The Due will cause a lot of add'tl efforts along your project road, although it will be technically do-able without any doubts.

rpt007:
On top some I/O pins can deliver a max. output of 3mA, some others up to 15mA

Wow... I will resist the temptation to comment on DUEs in the future.

...R

I will resist the temptation to comment on DUEs in the future

Please don't do that; I always learn something when reading your comments :slight_smile:

Just give the user(s) a warning about the specialities of the Due, like so:

Each of the 54 digital pins on the Due can be used as an input or output, using pinMode(), digitalWrite(), and digitalRead() functions. They operate at 3.3 volts. Each pin can provide (source) a current of 3 mA or 15 mA, depending on the pin, or receive (sink) a current of 6 mA or 9 mA, depending on the pin. They also have an internal pull-up resistor (disconnected by default) of 100 KOhm.

Quoted from here:
https://www.arduino.cc/en/Main/ArduinoBoardDue

rpt007, thanks for such a detailed response!

Considering 3.3v issue I'm going to use Mega isntead of Due.

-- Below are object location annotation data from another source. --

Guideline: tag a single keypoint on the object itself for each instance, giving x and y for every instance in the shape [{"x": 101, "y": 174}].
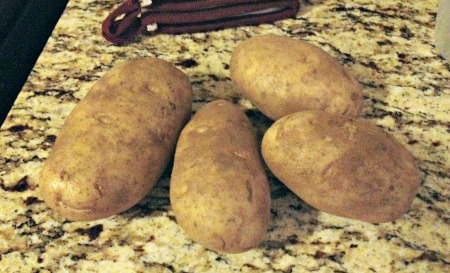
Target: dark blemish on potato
[
  {"x": 18, "y": 128},
  {"x": 188, "y": 63},
  {"x": 249, "y": 187},
  {"x": 319, "y": 254},
  {"x": 104, "y": 118},
  {"x": 76, "y": 258},
  {"x": 223, "y": 242},
  {"x": 251, "y": 266},
  {"x": 92, "y": 232},
  {"x": 99, "y": 189},
  {"x": 20, "y": 186},
  {"x": 50, "y": 139}
]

  1. DON'T CONNECT the GNDs !!!!!!! of the Arduino and driver !!!!!!

can you explain this a bit, just wondering

Code

I'm going to receive my motor/driver set soon, so I'll update this thread, if someone is ineterested =)

It would be nice if you could provide an exact link to your driver or it's data sheet so we could look it up for either confirming the "external transistor non-issue" or not.

As soon as I'll receive my set, I'll post datasheet here.

Thanks everybody for help!

can you explain this a bit, just wondering

GND will be "automatically" delivered by the Arduino switching the "GND-Pin" of the optocoupler to GND.
To isolate Arduino and driver completely it is needed to just power the optocouplers. In your case with common anode it is sufficient to switch the optocouplers by digital LOW on the adequate pins of the driver.

Connecting GNDs will really bypass the optical isolation as it will be a physical connection to the driver board "behind" the optocouplers, whereas just powering the optocouplers still isolates the two devices and only connects "optically".

I know it might look a bit strange while in most cases you will find a common GND to get a refernce point for two or more devices to be connected. In your case common GND is replaced by common Anode (=Vcc) and by just "reverse thinking" it's just the same as "common GND" thinking - which is more common for most of us.

If you don't need the isolation -> looking at the first image which you provided, it might not hurt and it could be that you need a common GND later if you decide to use the driver's encoder (whatever that is -> this is why we need to get a precise data sheet of your driver). But for the moment you don't need a common GND.